ZinkZine Contributors
Spring 2003
(to browse books by our contributors,
<<click here>>)
B. J. Buhrow is currently
working as an intellectual property lawyer in Milwaukee, Wisconsin. She has
published poems in various journals, including Fine Madness, The Spoon River
Poetry Review, and ONTHEBUS. Her first full-length collection of poetry,
House Fire, was published in 1992
by New Rivers Press.
David L. Ulin is the
editor of Another City: Writing from Los Angeles
(City Lights) and
Writing Los Angeles: A Literary Anthology. His new book,
The Myth of Solid Ground, an inquiry into earthquake culture, will be
published in 2004 by Viking Penguin.
Beau
Boudreaux
is completing his third term as professor of English at the University
of Alabama-Birmingham. He is anticipating his first book "Significant Other,"
this summer or next year. He is an on-going contributor and supporter of ZinkZine.
Jamie Diamond
is the winner of the 2002
James Kirkwood Prize in
Creative Writing.
Beth Chacey
writes for a variety of publications, and has worked full-time as
an editor and writer for college alumni magazines, including Coe College in
Cedar Rapids, Iowa, and the University of Iowa. She is now a writer/editor for
Benson & Hepker, a graphic design firm in Iowa City, where her official title
is, appropriately, Red-headed Stepchild. Beth also teaches writing seminars,
which are sponsored by a grant from the Iowa Arts Council, and she's a graduate
student in the MFA program at Antioch University in Los Angeles. Her home base
is Cedar Rapids, Iowa, where she lives with her husband, Tom, and their three
dogs and two cats, Dutch, Ellie Mae, Luke Duke, Bandit and Special Eddie.
Diane Leslie
is
the author of Fleur de Leigh's Life
of Crime, a Los Angeles Times bestseller for twenty-eight weeks.

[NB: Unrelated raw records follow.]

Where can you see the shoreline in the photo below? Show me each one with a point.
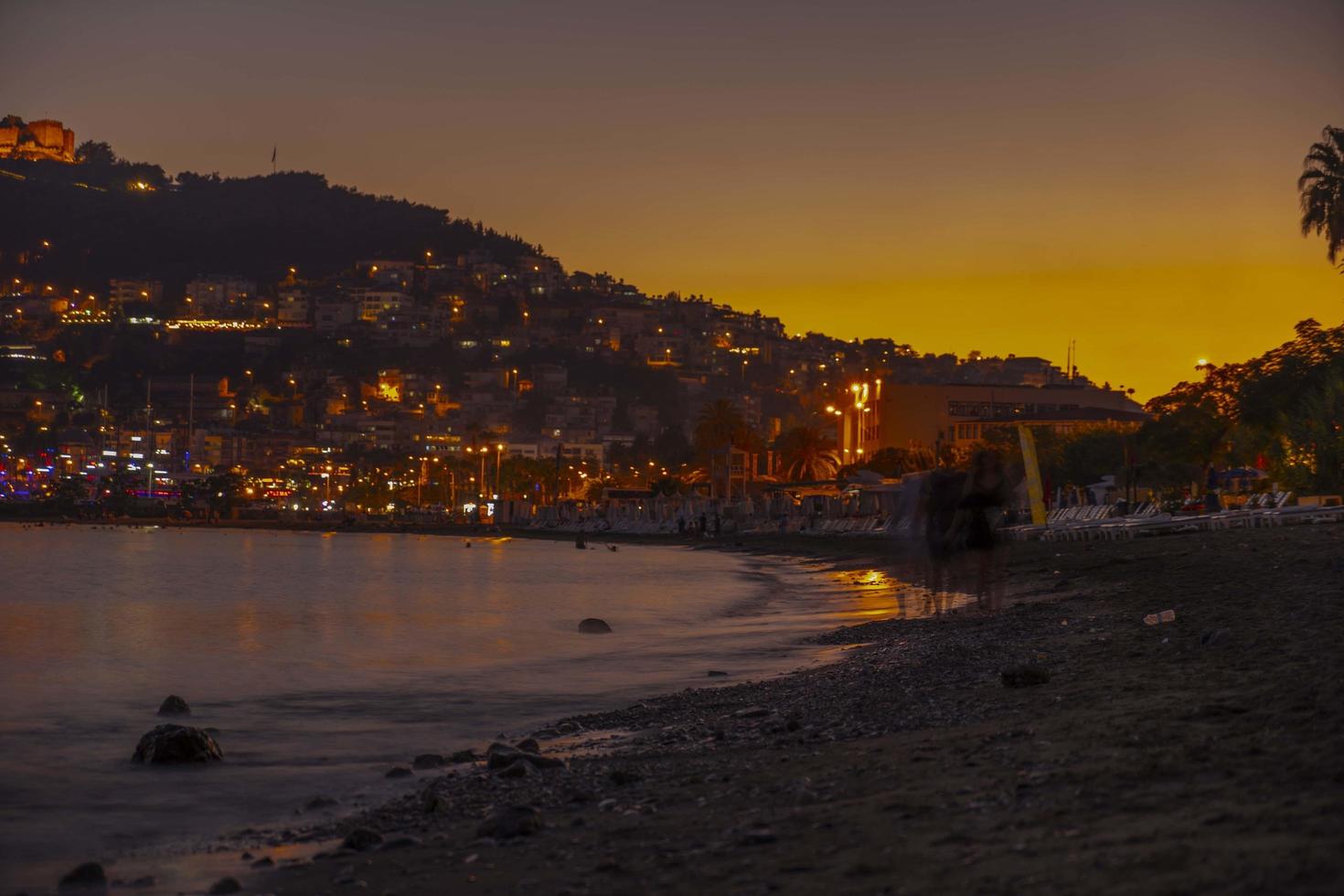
(910, 766)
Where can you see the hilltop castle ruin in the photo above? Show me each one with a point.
(35, 140)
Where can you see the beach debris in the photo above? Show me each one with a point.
(1024, 676)
(174, 706)
(757, 836)
(517, 769)
(400, 841)
(428, 761)
(362, 840)
(165, 744)
(433, 801)
(85, 879)
(511, 821)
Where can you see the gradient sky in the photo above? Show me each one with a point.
(995, 176)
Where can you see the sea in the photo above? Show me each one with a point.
(325, 658)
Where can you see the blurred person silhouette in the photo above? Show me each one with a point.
(983, 500)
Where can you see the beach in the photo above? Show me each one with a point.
(1199, 755)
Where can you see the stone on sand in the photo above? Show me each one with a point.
(165, 744)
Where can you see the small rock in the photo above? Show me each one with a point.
(432, 801)
(1024, 676)
(400, 841)
(428, 761)
(362, 840)
(176, 744)
(514, 821)
(85, 879)
(500, 755)
(517, 769)
(174, 706)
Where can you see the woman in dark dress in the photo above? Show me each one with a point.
(981, 503)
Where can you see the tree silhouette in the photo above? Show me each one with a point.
(806, 454)
(1321, 189)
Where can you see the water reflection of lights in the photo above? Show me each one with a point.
(866, 579)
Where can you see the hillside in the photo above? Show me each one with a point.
(123, 219)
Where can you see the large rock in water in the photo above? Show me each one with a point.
(174, 706)
(176, 744)
(514, 821)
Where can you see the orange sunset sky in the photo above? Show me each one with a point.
(953, 175)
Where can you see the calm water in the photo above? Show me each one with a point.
(325, 658)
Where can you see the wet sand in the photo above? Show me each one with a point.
(1203, 755)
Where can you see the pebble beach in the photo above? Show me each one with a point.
(1057, 746)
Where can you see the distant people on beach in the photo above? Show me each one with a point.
(941, 498)
(984, 497)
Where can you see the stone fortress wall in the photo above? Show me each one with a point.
(45, 139)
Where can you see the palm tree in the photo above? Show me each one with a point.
(720, 426)
(806, 454)
(1321, 187)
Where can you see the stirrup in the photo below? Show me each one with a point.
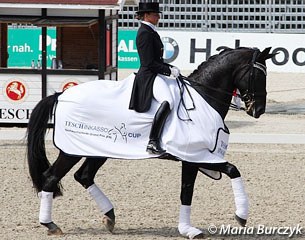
(153, 147)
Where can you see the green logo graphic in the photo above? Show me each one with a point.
(24, 45)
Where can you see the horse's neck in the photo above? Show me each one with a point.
(215, 88)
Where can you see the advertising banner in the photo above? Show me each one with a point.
(24, 46)
(187, 50)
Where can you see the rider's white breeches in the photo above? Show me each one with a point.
(161, 91)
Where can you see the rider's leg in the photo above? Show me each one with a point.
(85, 176)
(162, 94)
(189, 174)
(52, 177)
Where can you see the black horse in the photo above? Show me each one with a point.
(215, 80)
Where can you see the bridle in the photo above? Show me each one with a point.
(248, 97)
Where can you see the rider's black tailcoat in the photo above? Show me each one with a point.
(150, 50)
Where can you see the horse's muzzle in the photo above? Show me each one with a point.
(255, 110)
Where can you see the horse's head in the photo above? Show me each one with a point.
(250, 79)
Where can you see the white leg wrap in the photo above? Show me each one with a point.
(45, 213)
(100, 198)
(185, 228)
(241, 198)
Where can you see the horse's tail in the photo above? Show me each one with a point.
(36, 153)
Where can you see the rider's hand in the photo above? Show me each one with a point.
(175, 72)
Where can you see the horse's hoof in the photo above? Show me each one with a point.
(242, 222)
(109, 223)
(199, 236)
(53, 229)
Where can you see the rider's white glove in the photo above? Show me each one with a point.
(175, 72)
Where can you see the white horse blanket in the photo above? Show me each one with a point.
(93, 119)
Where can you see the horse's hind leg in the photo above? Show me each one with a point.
(189, 174)
(85, 176)
(53, 175)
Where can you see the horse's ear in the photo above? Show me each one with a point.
(264, 55)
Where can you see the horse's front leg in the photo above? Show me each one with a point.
(189, 174)
(240, 195)
(85, 176)
(52, 177)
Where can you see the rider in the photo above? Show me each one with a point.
(148, 81)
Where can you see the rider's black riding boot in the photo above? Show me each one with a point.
(157, 128)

She lives in Los Angeles, where for many years she has hosted author readings
and led book groups at Dutton's Brentwood Bookstore.
David
Lynn's
book of stories, Fortune Telling, was published in 1998 by
Carnegie Mellon University Press. The Hero's Tale, a study of the
modern novel, was published in 1989 by St. Martin's Press. Editor of the
Kenyon Review, the
international journal of literature, culture, and the arts, David Lynn teaches
at Kenyon College and lives with his family in Gambier, Ohio.